4.  'Salmon' Patties and Apple Fries!  I'm really excited about this one!  :-)  My husband always, always wants some kind of fry when we have any type of burger and I wanted something different than the usual sweet potato or russet potato.  We'll be using apples!  Yum!  (I am probably not going to use all of the spices in the recipe)

5.  Maple Baked Beans, Mac and Cheese and either steamed broccoli or asparagus.  I'm loving asparagus right now and so is my toddler so we've been eating it a lot!  We'll see what happens this week though.  I feel like we eat a lot of macaroni and cheese but the recipes are rarely the same and I like to try them all plus, it's good!  P.S.  My husband is going to try pressure cooking our beans for the first time!  If this is a success...I will be very, very excited!

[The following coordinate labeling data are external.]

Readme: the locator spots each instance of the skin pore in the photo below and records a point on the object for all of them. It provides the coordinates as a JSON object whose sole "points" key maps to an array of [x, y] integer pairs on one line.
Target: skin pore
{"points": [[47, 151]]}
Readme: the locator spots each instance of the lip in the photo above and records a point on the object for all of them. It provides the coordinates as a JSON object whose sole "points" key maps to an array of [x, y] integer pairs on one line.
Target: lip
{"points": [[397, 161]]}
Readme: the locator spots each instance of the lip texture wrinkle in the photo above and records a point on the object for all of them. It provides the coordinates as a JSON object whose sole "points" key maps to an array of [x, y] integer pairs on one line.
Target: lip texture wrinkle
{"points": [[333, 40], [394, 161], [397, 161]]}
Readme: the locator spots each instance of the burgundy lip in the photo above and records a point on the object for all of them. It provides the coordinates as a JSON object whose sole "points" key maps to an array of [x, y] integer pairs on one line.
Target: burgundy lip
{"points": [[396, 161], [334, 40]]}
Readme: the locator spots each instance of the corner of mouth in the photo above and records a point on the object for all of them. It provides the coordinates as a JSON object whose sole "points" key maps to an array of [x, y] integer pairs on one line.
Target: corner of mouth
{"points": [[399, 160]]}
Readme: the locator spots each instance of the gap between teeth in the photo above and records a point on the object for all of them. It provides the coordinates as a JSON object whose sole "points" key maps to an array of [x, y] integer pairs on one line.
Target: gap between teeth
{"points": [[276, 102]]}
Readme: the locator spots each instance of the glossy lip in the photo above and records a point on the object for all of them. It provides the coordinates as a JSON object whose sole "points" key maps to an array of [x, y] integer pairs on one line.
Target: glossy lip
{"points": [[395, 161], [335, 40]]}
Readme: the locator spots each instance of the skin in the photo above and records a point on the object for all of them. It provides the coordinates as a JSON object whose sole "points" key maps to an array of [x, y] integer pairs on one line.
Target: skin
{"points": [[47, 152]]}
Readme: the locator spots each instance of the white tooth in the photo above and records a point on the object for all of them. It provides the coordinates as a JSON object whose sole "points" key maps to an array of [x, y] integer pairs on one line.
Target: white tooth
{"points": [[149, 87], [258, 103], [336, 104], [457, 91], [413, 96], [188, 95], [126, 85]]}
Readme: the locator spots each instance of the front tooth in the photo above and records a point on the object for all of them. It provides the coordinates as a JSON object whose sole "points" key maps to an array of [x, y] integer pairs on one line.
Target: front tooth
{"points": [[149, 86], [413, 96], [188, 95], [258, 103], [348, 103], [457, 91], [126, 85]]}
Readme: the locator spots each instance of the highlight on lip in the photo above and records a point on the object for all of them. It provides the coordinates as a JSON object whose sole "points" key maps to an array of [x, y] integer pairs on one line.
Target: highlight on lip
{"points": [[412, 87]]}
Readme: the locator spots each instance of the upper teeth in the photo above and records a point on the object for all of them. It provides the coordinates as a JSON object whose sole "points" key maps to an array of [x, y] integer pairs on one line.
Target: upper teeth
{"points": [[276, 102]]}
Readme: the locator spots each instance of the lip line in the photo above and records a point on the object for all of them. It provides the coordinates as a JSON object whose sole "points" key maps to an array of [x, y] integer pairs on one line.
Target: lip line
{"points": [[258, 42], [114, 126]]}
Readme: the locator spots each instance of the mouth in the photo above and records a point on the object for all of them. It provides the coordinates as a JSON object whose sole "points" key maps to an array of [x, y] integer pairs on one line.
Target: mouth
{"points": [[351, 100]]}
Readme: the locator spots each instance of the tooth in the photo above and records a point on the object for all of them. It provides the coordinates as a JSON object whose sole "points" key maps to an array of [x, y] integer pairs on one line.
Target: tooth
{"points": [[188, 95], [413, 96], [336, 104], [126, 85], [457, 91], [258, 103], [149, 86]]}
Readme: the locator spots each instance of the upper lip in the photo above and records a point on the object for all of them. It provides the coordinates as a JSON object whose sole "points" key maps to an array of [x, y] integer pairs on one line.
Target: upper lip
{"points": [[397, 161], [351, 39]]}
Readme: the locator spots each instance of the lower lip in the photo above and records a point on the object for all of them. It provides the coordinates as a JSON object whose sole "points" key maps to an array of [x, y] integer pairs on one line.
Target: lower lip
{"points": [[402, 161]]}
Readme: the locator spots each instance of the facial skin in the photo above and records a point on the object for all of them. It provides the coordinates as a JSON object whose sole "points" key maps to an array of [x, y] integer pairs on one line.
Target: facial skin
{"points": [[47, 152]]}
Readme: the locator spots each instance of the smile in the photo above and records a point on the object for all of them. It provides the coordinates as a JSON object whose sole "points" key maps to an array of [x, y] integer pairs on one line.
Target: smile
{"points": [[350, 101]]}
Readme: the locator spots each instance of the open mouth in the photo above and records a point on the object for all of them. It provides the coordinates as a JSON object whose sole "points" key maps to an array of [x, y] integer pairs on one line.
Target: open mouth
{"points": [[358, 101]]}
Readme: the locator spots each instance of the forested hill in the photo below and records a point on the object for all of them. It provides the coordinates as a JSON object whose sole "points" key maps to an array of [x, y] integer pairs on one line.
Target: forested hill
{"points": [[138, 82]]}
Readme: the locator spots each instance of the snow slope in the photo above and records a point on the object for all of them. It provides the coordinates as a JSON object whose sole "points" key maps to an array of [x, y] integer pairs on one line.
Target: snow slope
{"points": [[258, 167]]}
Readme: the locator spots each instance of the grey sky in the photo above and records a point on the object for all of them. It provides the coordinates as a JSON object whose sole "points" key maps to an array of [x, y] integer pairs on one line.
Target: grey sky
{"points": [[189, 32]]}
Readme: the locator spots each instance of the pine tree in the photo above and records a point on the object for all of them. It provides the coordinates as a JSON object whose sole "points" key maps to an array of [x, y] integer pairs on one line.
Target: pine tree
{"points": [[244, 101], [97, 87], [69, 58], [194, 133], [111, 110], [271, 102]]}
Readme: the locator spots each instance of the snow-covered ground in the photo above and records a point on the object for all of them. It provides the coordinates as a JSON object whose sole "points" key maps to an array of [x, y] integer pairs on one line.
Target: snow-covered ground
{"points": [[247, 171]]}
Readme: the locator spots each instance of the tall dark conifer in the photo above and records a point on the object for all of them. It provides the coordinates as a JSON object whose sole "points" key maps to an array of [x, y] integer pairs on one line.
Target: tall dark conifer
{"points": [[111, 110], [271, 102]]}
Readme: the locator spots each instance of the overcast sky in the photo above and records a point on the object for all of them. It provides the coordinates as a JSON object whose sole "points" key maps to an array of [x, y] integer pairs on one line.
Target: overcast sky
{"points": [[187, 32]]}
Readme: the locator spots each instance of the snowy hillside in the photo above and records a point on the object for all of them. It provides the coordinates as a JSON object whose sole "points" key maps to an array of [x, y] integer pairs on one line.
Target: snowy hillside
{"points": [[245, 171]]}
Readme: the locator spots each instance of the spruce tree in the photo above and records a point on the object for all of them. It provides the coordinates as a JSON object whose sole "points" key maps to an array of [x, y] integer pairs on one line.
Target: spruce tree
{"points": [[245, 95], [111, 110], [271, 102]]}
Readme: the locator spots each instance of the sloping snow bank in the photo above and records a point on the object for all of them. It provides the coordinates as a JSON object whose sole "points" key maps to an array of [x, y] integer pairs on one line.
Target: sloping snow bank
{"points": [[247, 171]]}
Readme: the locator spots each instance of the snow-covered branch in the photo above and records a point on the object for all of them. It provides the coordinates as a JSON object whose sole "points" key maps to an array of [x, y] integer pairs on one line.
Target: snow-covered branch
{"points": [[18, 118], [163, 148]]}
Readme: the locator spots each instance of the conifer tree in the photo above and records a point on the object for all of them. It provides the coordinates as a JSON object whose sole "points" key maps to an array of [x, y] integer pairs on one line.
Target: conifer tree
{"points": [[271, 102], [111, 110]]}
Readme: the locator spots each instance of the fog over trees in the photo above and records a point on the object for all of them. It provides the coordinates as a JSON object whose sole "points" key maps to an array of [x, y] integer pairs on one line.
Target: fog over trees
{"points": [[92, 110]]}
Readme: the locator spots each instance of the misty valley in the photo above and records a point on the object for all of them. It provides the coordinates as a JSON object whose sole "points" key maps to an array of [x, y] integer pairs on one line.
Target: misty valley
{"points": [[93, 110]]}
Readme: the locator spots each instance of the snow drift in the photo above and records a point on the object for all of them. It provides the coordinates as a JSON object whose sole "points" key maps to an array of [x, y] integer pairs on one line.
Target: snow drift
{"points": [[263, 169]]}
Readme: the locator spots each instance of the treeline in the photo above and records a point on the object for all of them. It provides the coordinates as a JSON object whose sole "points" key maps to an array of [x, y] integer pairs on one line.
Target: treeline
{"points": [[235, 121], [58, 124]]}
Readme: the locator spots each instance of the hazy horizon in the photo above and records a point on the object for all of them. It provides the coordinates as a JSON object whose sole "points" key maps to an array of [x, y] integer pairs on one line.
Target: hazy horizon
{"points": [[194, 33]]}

6.  Waffles and roasted red skin potatoes with chives.  Again...we love eating breakfast for dinner and having this waffle recipe for dinner one night means I'll have enough left to freeze for breakfasts also.  Can't lose, less work!

7.  Tahini Soup and steamed zucchini.  This soup will be one of our rainy day dishes and I loooove steamed zucchini with chives.  I don't add anything but chives to sliced zucchini and it's really idea why but it's really good!  Of course, we will be subbing gluten free/vegan noodles for the egg noodles in this recipe. 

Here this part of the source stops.